Wrong-way speeding driver gets a sentence of just under two years
A man who drove on the wrong side of a motorway at high speed has been handed a sentence of just under two years, reports Eimear Dodd.
Lee McMullen (22) pleaded guilty to two counts of endangerment and two counts of dangerous driving on July 31, 2019, at various locations including Main Street, Celbridge, the N4 and a motorway in the Dublin area. McMullen has eight previous convictions for road traffic offences.
Judge Martin Nolan said McMullen had been driving on that day in an “extremely reckless and dangerous” manner which had “put a lot of people in danger”.
He imposed a sentence of four years, with the final two years and three months suspended on strict conditions.
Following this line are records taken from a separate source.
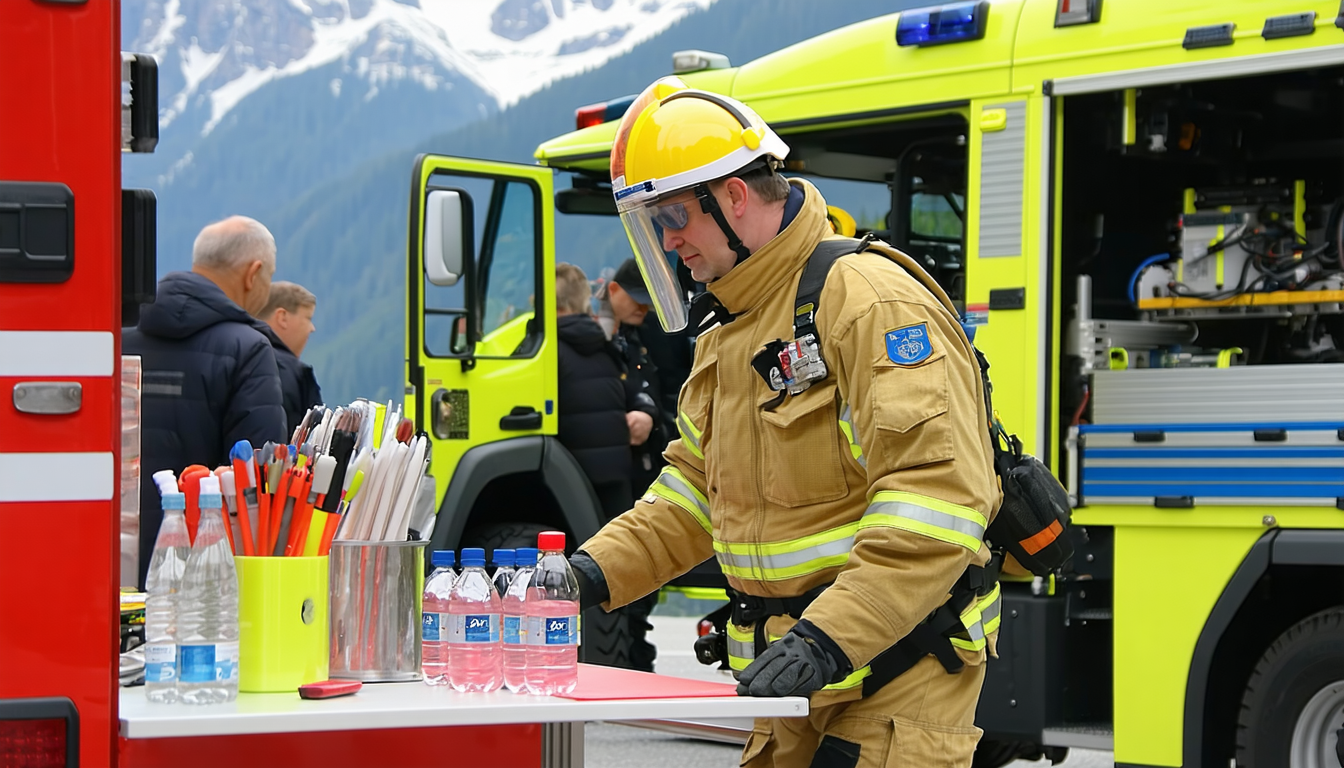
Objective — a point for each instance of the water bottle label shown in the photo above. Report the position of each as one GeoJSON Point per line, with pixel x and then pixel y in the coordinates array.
{"type": "Point", "coordinates": [226, 661]}
{"type": "Point", "coordinates": [215, 662]}
{"type": "Point", "coordinates": [434, 627]}
{"type": "Point", "coordinates": [475, 628]}
{"type": "Point", "coordinates": [160, 663]}
{"type": "Point", "coordinates": [514, 634]}
{"type": "Point", "coordinates": [553, 631]}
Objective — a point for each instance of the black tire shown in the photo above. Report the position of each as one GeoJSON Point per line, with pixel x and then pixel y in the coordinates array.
{"type": "Point", "coordinates": [605, 638]}
{"type": "Point", "coordinates": [1284, 698]}
{"type": "Point", "coordinates": [503, 535]}
{"type": "Point", "coordinates": [993, 753]}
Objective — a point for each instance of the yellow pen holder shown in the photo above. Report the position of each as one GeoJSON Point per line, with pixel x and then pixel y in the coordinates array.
{"type": "Point", "coordinates": [282, 605]}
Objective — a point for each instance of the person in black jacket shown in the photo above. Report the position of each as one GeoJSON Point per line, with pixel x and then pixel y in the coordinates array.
{"type": "Point", "coordinates": [598, 416]}
{"type": "Point", "coordinates": [208, 367]}
{"type": "Point", "coordinates": [289, 312]}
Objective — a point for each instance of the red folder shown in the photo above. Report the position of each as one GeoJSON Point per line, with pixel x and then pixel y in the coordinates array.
{"type": "Point", "coordinates": [604, 683]}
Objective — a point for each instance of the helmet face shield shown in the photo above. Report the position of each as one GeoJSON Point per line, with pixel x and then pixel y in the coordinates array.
{"type": "Point", "coordinates": [671, 217]}
{"type": "Point", "coordinates": [647, 242]}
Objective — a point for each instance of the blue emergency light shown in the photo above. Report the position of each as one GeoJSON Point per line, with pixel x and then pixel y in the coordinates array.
{"type": "Point", "coordinates": [938, 24]}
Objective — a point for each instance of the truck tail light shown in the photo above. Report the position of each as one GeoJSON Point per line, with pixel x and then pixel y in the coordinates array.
{"type": "Point", "coordinates": [589, 116]}
{"type": "Point", "coordinates": [39, 733]}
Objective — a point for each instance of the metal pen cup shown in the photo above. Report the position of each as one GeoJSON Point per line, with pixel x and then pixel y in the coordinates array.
{"type": "Point", "coordinates": [375, 609]}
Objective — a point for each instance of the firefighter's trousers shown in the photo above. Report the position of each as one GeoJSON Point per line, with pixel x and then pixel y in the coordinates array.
{"type": "Point", "coordinates": [925, 718]}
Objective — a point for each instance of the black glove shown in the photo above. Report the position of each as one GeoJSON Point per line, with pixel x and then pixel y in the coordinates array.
{"type": "Point", "coordinates": [797, 665]}
{"type": "Point", "coordinates": [593, 589]}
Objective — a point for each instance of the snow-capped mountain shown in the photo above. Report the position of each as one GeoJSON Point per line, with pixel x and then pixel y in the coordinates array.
{"type": "Point", "coordinates": [214, 54]}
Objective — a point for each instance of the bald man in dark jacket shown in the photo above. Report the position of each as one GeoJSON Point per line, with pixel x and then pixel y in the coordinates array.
{"type": "Point", "coordinates": [208, 367]}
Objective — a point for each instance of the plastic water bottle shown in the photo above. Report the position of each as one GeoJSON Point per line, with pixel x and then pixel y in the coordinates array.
{"type": "Point", "coordinates": [515, 635]}
{"type": "Point", "coordinates": [475, 631]}
{"type": "Point", "coordinates": [553, 620]}
{"type": "Point", "coordinates": [434, 619]}
{"type": "Point", "coordinates": [161, 591]}
{"type": "Point", "coordinates": [503, 562]}
{"type": "Point", "coordinates": [207, 611]}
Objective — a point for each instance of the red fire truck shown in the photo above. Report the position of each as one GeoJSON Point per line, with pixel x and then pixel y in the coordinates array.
{"type": "Point", "coordinates": [73, 104]}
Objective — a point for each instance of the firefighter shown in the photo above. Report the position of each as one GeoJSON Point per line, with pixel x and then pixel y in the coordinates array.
{"type": "Point", "coordinates": [847, 510]}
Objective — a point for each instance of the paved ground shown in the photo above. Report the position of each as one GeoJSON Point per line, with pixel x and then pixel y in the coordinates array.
{"type": "Point", "coordinates": [609, 745]}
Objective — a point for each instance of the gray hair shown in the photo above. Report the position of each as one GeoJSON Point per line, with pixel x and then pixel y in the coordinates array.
{"type": "Point", "coordinates": [288, 296]}
{"type": "Point", "coordinates": [231, 244]}
{"type": "Point", "coordinates": [571, 289]}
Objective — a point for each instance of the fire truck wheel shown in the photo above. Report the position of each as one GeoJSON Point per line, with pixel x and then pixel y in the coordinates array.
{"type": "Point", "coordinates": [993, 753]}
{"type": "Point", "coordinates": [1293, 708]}
{"type": "Point", "coordinates": [605, 638]}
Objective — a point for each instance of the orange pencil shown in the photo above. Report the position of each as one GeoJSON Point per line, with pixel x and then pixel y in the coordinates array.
{"type": "Point", "coordinates": [277, 510]}
{"type": "Point", "coordinates": [264, 502]}
{"type": "Point", "coordinates": [243, 521]}
{"type": "Point", "coordinates": [299, 521]}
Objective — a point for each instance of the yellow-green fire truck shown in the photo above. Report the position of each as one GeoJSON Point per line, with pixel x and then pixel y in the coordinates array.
{"type": "Point", "coordinates": [1139, 206]}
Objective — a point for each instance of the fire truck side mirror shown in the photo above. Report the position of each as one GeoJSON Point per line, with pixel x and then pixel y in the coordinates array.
{"type": "Point", "coordinates": [139, 252]}
{"type": "Point", "coordinates": [139, 102]}
{"type": "Point", "coordinates": [448, 236]}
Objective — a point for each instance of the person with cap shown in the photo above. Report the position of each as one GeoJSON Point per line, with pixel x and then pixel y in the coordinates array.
{"type": "Point", "coordinates": [289, 312]}
{"type": "Point", "coordinates": [626, 300]}
{"type": "Point", "coordinates": [833, 457]}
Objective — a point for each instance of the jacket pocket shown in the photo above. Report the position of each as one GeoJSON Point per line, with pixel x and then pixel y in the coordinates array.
{"type": "Point", "coordinates": [930, 745]}
{"type": "Point", "coordinates": [801, 451]}
{"type": "Point", "coordinates": [757, 743]}
{"type": "Point", "coordinates": [910, 412]}
{"type": "Point", "coordinates": [694, 406]}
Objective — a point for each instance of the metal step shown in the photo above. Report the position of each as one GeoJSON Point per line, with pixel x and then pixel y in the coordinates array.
{"type": "Point", "coordinates": [1082, 735]}
{"type": "Point", "coordinates": [722, 731]}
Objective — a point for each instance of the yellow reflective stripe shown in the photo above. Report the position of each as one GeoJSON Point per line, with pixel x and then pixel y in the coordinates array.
{"type": "Point", "coordinates": [847, 428]}
{"type": "Point", "coordinates": [991, 609]}
{"type": "Point", "coordinates": [690, 435]}
{"type": "Point", "coordinates": [852, 679]}
{"type": "Point", "coordinates": [980, 619]}
{"type": "Point", "coordinates": [784, 573]}
{"type": "Point", "coordinates": [674, 487]}
{"type": "Point", "coordinates": [801, 544]}
{"type": "Point", "coordinates": [926, 515]}
{"type": "Point", "coordinates": [777, 561]}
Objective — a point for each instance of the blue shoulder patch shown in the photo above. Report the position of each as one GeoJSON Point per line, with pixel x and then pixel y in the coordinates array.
{"type": "Point", "coordinates": [909, 346]}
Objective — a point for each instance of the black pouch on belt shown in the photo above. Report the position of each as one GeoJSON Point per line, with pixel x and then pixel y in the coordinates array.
{"type": "Point", "coordinates": [1032, 521]}
{"type": "Point", "coordinates": [1035, 513]}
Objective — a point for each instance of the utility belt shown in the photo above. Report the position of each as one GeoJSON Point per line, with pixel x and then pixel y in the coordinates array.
{"type": "Point", "coordinates": [964, 622]}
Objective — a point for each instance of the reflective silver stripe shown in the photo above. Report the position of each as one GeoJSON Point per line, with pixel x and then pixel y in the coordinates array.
{"type": "Point", "coordinates": [933, 518]}
{"type": "Point", "coordinates": [989, 615]}
{"type": "Point", "coordinates": [55, 476]}
{"type": "Point", "coordinates": [847, 427]}
{"type": "Point", "coordinates": [55, 354]}
{"type": "Point", "coordinates": [690, 435]}
{"type": "Point", "coordinates": [768, 562]}
{"type": "Point", "coordinates": [672, 486]}
{"type": "Point", "coordinates": [741, 650]}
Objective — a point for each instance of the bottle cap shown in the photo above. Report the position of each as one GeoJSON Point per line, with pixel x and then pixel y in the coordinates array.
{"type": "Point", "coordinates": [550, 541]}
{"type": "Point", "coordinates": [208, 498]}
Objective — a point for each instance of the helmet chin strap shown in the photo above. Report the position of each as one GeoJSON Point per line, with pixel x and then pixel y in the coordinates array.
{"type": "Point", "coordinates": [710, 205]}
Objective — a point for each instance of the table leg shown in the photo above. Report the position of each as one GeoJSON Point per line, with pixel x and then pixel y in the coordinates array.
{"type": "Point", "coordinates": [562, 745]}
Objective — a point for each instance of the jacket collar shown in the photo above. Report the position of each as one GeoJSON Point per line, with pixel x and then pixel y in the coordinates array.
{"type": "Point", "coordinates": [774, 264]}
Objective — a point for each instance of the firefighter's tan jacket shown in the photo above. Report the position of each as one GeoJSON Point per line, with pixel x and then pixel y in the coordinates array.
{"type": "Point", "coordinates": [878, 479]}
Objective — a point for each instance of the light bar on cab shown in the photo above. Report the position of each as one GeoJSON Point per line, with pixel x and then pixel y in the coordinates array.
{"type": "Point", "coordinates": [601, 112]}
{"type": "Point", "coordinates": [938, 24]}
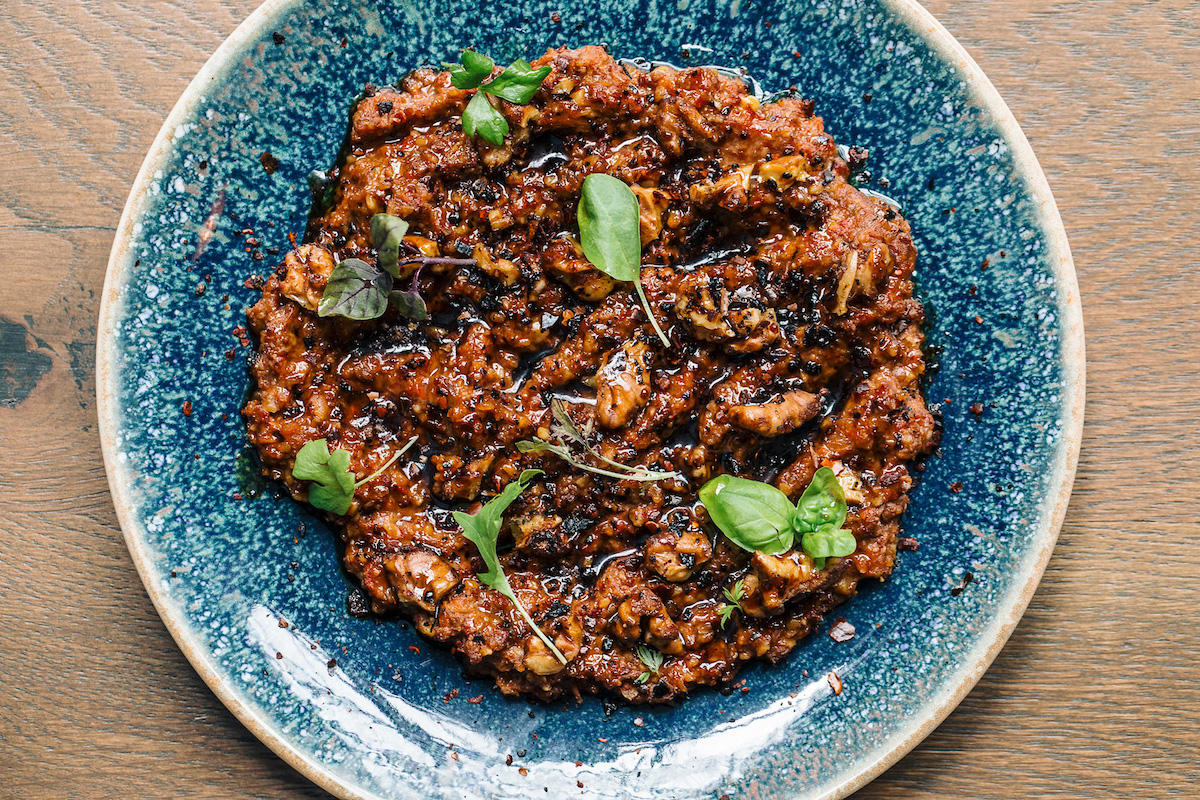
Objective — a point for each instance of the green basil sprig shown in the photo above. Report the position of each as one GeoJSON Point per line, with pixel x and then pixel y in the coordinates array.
{"type": "Point", "coordinates": [387, 235]}
{"type": "Point", "coordinates": [333, 482]}
{"type": "Point", "coordinates": [652, 660]}
{"type": "Point", "coordinates": [733, 596]}
{"type": "Point", "coordinates": [473, 70]}
{"type": "Point", "coordinates": [481, 119]}
{"type": "Point", "coordinates": [484, 530]}
{"type": "Point", "coordinates": [359, 290]}
{"type": "Point", "coordinates": [355, 290]}
{"type": "Point", "coordinates": [517, 84]}
{"type": "Point", "coordinates": [611, 234]}
{"type": "Point", "coordinates": [756, 516]}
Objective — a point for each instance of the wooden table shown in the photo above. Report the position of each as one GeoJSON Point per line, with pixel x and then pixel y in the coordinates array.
{"type": "Point", "coordinates": [1096, 696]}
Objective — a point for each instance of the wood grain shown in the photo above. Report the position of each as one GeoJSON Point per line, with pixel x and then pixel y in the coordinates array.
{"type": "Point", "coordinates": [1096, 695]}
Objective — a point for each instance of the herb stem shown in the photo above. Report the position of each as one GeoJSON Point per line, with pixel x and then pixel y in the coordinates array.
{"type": "Point", "coordinates": [646, 305]}
{"type": "Point", "coordinates": [438, 259]}
{"type": "Point", "coordinates": [537, 630]}
{"type": "Point", "coordinates": [387, 464]}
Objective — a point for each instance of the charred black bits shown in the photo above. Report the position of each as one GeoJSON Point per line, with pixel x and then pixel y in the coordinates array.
{"type": "Point", "coordinates": [357, 605]}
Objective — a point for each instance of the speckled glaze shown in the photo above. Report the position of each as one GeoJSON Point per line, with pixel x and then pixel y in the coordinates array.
{"type": "Point", "coordinates": [366, 709]}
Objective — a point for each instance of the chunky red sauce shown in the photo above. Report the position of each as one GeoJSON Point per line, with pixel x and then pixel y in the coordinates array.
{"type": "Point", "coordinates": [796, 343]}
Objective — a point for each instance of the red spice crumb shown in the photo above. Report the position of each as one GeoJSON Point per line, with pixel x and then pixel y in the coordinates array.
{"type": "Point", "coordinates": [841, 630]}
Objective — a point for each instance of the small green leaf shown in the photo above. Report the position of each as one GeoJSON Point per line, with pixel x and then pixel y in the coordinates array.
{"type": "Point", "coordinates": [735, 596]}
{"type": "Point", "coordinates": [323, 188]}
{"type": "Point", "coordinates": [823, 503]}
{"type": "Point", "coordinates": [473, 70]}
{"type": "Point", "coordinates": [480, 118]}
{"type": "Point", "coordinates": [387, 235]}
{"type": "Point", "coordinates": [483, 529]}
{"type": "Point", "coordinates": [610, 227]}
{"type": "Point", "coordinates": [519, 82]}
{"type": "Point", "coordinates": [828, 541]}
{"type": "Point", "coordinates": [611, 234]}
{"type": "Point", "coordinates": [355, 290]}
{"type": "Point", "coordinates": [755, 516]}
{"type": "Point", "coordinates": [652, 660]}
{"type": "Point", "coordinates": [333, 482]}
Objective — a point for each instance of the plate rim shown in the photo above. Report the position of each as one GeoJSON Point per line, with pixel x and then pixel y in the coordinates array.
{"type": "Point", "coordinates": [1009, 609]}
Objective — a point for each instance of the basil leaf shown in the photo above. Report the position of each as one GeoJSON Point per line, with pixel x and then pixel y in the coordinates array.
{"type": "Point", "coordinates": [519, 82]}
{"type": "Point", "coordinates": [323, 188]}
{"type": "Point", "coordinates": [610, 228]}
{"type": "Point", "coordinates": [611, 234]}
{"type": "Point", "coordinates": [475, 67]}
{"type": "Point", "coordinates": [823, 503]}
{"type": "Point", "coordinates": [333, 482]}
{"type": "Point", "coordinates": [387, 234]}
{"type": "Point", "coordinates": [481, 118]}
{"type": "Point", "coordinates": [755, 516]}
{"type": "Point", "coordinates": [483, 529]}
{"type": "Point", "coordinates": [828, 541]}
{"type": "Point", "coordinates": [355, 290]}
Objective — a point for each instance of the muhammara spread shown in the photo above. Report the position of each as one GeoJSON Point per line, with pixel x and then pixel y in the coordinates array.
{"type": "Point", "coordinates": [795, 344]}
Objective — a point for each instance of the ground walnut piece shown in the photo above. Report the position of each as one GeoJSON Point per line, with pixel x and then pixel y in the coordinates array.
{"type": "Point", "coordinates": [797, 342]}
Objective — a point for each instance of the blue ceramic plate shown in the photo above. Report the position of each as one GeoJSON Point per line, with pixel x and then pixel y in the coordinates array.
{"type": "Point", "coordinates": [369, 709]}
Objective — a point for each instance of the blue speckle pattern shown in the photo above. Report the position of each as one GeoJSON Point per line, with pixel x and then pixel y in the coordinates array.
{"type": "Point", "coordinates": [252, 581]}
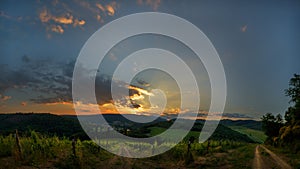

Garda Michael Martin told Dublin Circuit Criminal Court on Thursday that a colleague called for assistance at 4 am on the day in question after spotting a car driving in the direction of Celbridge at approximately 160km/h.
McMullen, who has an address of Rowlagh Gardens, Clondalkin, was identified as the driver of the car, which also had several occupants.
The garda patrol car switched on its blue lights and indicated for the car to stop, but it did not.
The car continued along the Celbridge Road, travelling in the middle of the road through one junction, then crossing the next junction on the wrong side of the road.
The car swerved in the direction of a second patrol car on the approach to an Applegreen Service Station, through a residential area with a speed limit of 60km/h.
The car crossed a bridge on the wrong side of the road, then turned towards Celbridge Main Street. Garda Michael Martin said the car was travelling at over 100km/h at this stage.
The vehicle continued onto the Maynooth Road, then onto the N4 towards the motorway. It continued towards the motorway, travelling at speeds of 160km/h on both sides of the road.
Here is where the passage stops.